Briskman Briskman & Greenberg

Attorney with Briskman Briskman & Greenberg Remarks on NFL Brain Injury Settlement


Chicago, IL -- (SBWIRE) -- 12/13/2013 -- A settlement has been reached between the NFL and former players over brain injuries.

In the settlement, the National Football League agreed to fund $765 million worth of concussion-related compensation, medical exams and research for the retired NFL players and litigation expenses, according to documents filed with the U.S. District Court in Philadelphia.

“This settlement will help former players and their families, and fund research into traumatic brain injuries,” said Paul Greenberg, a Chicago brain injury attorney not involved in the case.

The case involved more than 4,500 plaintiffs, including 245 former Chicago Bears players. The issue of NFL brain injuries was thrown into sharp relief in February 2011 when former Chicago Bears player Dave Duerson committed suicide with a gunshot to the chest, saying that he wanted his brain to be used for research into chronic traumatic encephalopathy, one of the neurodegenerative diseases linked to brain injuries.

Kevin Turner, a former NFL player who suffers from ALS, said that the settlement would bring help for those who are hurting, and that it meant that the NFL was standing up for former players who have suffered brain injuries.

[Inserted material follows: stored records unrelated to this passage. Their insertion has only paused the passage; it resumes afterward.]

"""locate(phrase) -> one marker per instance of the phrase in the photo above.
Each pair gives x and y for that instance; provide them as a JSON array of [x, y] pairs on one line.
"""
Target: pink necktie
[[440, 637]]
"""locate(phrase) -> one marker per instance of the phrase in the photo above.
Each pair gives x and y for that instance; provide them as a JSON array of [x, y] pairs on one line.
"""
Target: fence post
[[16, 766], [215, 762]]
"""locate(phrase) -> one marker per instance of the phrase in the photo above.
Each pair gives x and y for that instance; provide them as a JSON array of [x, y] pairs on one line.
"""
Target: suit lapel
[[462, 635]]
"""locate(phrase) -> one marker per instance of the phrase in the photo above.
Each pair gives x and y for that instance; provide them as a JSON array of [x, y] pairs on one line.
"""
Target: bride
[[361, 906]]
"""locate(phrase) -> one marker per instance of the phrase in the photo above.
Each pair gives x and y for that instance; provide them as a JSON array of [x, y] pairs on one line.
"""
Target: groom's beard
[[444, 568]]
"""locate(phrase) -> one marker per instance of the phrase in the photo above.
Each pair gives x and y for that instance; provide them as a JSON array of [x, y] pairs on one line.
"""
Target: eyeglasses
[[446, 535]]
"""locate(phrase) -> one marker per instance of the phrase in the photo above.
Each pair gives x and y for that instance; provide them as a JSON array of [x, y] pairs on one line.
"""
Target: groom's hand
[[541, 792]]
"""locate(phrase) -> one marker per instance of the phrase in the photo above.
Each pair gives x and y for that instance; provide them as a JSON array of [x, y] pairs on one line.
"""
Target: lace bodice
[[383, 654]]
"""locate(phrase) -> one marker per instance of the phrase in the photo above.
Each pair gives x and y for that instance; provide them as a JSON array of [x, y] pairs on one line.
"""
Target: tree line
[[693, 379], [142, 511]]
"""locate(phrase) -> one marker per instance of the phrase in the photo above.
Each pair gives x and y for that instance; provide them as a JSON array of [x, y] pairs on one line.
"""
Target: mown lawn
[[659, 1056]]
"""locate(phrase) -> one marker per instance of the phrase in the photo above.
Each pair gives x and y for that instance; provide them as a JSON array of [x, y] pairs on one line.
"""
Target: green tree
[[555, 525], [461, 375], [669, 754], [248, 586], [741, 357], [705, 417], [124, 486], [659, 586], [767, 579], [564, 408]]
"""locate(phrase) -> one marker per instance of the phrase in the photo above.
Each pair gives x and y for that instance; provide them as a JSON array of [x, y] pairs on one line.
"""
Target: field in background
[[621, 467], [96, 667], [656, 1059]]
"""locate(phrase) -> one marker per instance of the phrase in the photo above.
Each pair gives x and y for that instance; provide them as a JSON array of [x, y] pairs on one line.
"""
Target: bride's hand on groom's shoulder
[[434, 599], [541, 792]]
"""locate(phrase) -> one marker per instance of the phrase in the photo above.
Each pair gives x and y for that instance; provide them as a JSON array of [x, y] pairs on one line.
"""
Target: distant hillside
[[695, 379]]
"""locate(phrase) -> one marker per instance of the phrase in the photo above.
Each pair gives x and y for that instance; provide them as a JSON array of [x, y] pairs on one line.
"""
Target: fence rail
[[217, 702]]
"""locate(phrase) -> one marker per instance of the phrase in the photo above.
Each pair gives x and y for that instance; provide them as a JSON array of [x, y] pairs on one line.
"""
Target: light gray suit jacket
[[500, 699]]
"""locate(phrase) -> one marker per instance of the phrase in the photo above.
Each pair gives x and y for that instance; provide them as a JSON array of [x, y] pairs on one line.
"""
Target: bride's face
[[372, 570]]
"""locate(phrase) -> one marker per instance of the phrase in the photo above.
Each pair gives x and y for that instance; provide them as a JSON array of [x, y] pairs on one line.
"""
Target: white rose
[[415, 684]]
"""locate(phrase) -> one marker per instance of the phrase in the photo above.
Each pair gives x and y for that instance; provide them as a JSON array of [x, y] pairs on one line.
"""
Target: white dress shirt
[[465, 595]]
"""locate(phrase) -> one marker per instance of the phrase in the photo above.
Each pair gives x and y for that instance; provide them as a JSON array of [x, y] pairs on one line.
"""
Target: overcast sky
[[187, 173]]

The lawsuit centered on allegations that the NFL was deliberately spreading misinformation about brain injuries through its Mild Traumatic Brain Injury Committee, including ignoring scientific data about the risk of concussions.

The plaintiffs alleged that NFL actions—including promoting studies that showed no link between concussions and long-term brain injuries—led to players being misinformed about the risks they were taking in playing football with the league.

Tia McNeill, the ex-wife of Fred McNeill, a former Minnesota Vikings player with symptoms of early dementia, said that she believed that the lawsuit was settled quickly because the NFL was afraid of what would be revealed in the discovery phase of the case.

Because the case settled before the discovery phase, there is no way to know what the NFL knew or did not know about the risks players faced. The NFL has recently strengthened player conduct rules intended to reduce injuries, but critics have said that these steps should have been taken years ago.

Tia McNeill said that her ex-husband may not fully comprehend the impact of the settlement, due to his early dementia.